URIs and URLs
As shown in Figure 16.3, the Internet is a gigantic mass of client systems requesting resources and server systems providing resources. If you look closer at the process, though, you’ll realize that the protocol addressing rules discussed earlier in this book are not enough to support the rich array of services available on the Internet. The IP address or domain name can locate a host. The port number can point to a service running on the host. But what is the client requesting? What is the server supposed to do? Is there input for which the client is requesting output?
Experts have long understood the importance of providing a standard format for requesting Internet resources. Some have argued, in fact, that the presence of a unified request format is another reason why the Internet seems like a single big, cohesive essence rather than just a jumble of computers.

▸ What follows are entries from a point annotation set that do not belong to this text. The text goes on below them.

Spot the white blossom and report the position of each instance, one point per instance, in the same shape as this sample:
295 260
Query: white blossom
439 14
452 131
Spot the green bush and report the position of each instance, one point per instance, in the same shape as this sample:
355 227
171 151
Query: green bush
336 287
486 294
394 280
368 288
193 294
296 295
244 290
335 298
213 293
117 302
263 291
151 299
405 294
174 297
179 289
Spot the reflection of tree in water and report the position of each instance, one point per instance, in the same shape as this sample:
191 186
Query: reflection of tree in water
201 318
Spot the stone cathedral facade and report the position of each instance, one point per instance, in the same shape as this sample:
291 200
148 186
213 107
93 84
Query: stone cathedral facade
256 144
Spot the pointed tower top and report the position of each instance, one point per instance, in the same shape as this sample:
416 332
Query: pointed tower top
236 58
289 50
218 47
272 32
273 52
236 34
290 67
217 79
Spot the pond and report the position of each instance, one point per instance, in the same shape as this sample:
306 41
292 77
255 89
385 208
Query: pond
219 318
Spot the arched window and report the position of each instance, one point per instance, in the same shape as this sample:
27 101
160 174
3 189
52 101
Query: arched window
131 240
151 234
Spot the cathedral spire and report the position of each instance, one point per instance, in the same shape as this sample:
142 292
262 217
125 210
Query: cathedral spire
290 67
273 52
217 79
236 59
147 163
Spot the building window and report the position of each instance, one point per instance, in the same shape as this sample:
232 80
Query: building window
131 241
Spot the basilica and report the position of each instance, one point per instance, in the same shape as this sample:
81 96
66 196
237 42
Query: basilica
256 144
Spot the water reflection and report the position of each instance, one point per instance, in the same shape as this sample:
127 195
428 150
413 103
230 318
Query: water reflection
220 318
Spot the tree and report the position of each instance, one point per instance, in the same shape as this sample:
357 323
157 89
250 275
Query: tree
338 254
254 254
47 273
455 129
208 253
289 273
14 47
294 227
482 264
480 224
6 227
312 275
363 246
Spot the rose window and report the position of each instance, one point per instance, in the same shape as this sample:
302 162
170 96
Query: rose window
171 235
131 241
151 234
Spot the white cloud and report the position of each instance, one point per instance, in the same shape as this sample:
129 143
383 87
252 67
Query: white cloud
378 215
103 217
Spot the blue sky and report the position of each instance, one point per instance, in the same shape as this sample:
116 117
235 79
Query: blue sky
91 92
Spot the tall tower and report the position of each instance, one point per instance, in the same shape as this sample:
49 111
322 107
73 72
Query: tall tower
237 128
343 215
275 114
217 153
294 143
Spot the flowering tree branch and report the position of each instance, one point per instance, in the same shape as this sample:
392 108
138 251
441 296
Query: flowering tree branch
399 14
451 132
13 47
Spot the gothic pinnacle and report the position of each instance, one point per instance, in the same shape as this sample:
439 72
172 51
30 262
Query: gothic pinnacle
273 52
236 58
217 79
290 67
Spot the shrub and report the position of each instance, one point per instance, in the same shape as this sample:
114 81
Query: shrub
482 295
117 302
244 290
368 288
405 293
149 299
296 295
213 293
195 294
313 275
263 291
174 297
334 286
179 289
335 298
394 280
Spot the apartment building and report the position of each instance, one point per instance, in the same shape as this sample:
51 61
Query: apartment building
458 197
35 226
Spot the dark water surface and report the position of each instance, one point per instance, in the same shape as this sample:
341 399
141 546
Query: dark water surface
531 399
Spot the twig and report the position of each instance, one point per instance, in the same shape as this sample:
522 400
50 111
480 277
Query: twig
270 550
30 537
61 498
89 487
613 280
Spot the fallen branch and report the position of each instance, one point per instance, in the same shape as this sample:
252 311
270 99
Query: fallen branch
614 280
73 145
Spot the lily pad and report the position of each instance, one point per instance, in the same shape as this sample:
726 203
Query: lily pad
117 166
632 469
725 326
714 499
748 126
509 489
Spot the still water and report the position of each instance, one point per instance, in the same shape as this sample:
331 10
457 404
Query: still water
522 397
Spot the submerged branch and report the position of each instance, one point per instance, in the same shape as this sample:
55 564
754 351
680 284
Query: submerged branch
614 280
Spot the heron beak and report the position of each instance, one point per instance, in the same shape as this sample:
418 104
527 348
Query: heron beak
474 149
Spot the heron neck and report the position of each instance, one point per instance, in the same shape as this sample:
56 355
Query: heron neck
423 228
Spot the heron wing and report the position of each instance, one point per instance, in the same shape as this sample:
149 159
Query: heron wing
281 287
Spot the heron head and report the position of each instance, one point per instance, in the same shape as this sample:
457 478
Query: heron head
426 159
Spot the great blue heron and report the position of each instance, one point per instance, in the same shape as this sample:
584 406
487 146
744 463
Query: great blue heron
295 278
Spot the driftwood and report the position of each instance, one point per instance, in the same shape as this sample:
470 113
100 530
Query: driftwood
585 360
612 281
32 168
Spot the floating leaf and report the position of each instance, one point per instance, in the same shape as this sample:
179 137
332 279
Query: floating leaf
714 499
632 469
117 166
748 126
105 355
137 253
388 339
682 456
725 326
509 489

The request format most familiar to Internet users is what is commonly called a Uniform Resource Locator (URL). The URL is best known for the classic web address format: http://www.mercurial.org. URLs are so common now that they appear with little or no explanation on TV commercials and bubble gum wrappers. What we think of as a URL is actually a special case of a more general format known as a Uniform Resource Identifier (URI). The two acronyms are sometimes used interchangeably, but the distinction is important. Recent Internet documents have attempted to converge the terms. RFC 3986, “Uniform Resource Identifier Generic Syntax,” states that future documents should use the more general term URI instead of URL. The term Identifier is better than Locator for the general case because every request doesn’t actually point to a location.
The specification for the structure of a URI is over 60 pages, but the basic format is as follows:
scheme://authority/path?query#fragment
The scheme identifies a system for interpreting the request. The scheme field is often associated with a protocol. Table 16.1 shows some of the schemes used on the Internet today. The classic http scheme is used with web addresses. Although alternative schemes such as gopher are less important than they once were, others, such as ftp, are still in common usage.
| Scheme | Description | Reference |
|---|---|---|
| file | A file on the host system | RFC1738 |
| ftp | File Transfer Protocol | RFC1738 |
| gopher | The Gopher protocol | RFC4266 |
| http | Hypertext Transfer Protocol | RFC2616 |
| https | Hypertext Transfer Protocol Secure | RFC2818 |
| im | Instant Messaging | RFC3860 |
| ldap | Lightweight Directory Access Protocol | RFC4516 |
| mailto | Electronic mail address | RFC2368 |
| nfs | Network File System protocol | RFC2224 |
| pop | Post Office Protocol v3 | RFC2384 |
| telnet | Telnet Interactive session | RFC4248 |
The authority, which begins with a double slash (//) defines the user, host, and port associated with the request. A full expression of the authority component might look like:
//[email protected]:8042
As you learned in Hour 6, a default port number is often associated with the protocol, so the port number is typically omitted. The username is only necessary if the user must provide credentials to access the resource, which is uncommon for the web but more common with a protocol like FTP.
By the Way
Even if the user is required to provide credentials, you still might not need to specify a user in the URI. Many services prompt for a user ID and password after the initial request.
Without the user and the port, the authority field looks more like the basic web address we all appreciate:
//www.bonzai.com
or coupled with the scheme component:
http://www.bonzai.com
In this example, the host is expressed as a DNS domain name, but you can also refer to a host by its IP address.
The path component points down through a hierarchy of directories to a file that is the subject of the request. In the case of http, if the path is omitted, the request points to a default web page for the domain (the home page). Most users by now are familiar with the need to type in additional directory and filenames after the domain name:
http://www.bonzai.com/trees/LittleTrees.pdf
The query and fragment components of the URI are rarely typed or interpreted by humans. The precise meaning of these components can vary depending on the scheme, and some schemes don’t even support the query and fragment components. The easiest way to observe the query field in the wild is to type a search request into a search engine like Google and then examine the URI that appears in the address bar.
The preceding example considers the URI in the context of the hugely popular HTTP protocol used on the World Wide Web. (You’ll learn more about HTTP and its companion markup language HTML in Hour 17.) Keep in mind, though, that each of the different scheme specifications can define how to interpret the information in the URI. The generic URI specification is intentionally kept separate from the details defined in the specifications for each of the schemes so that the schemes can evolve without requiring a change to the basic format. Table 16.1 also lists the RFCs associated with each scheme.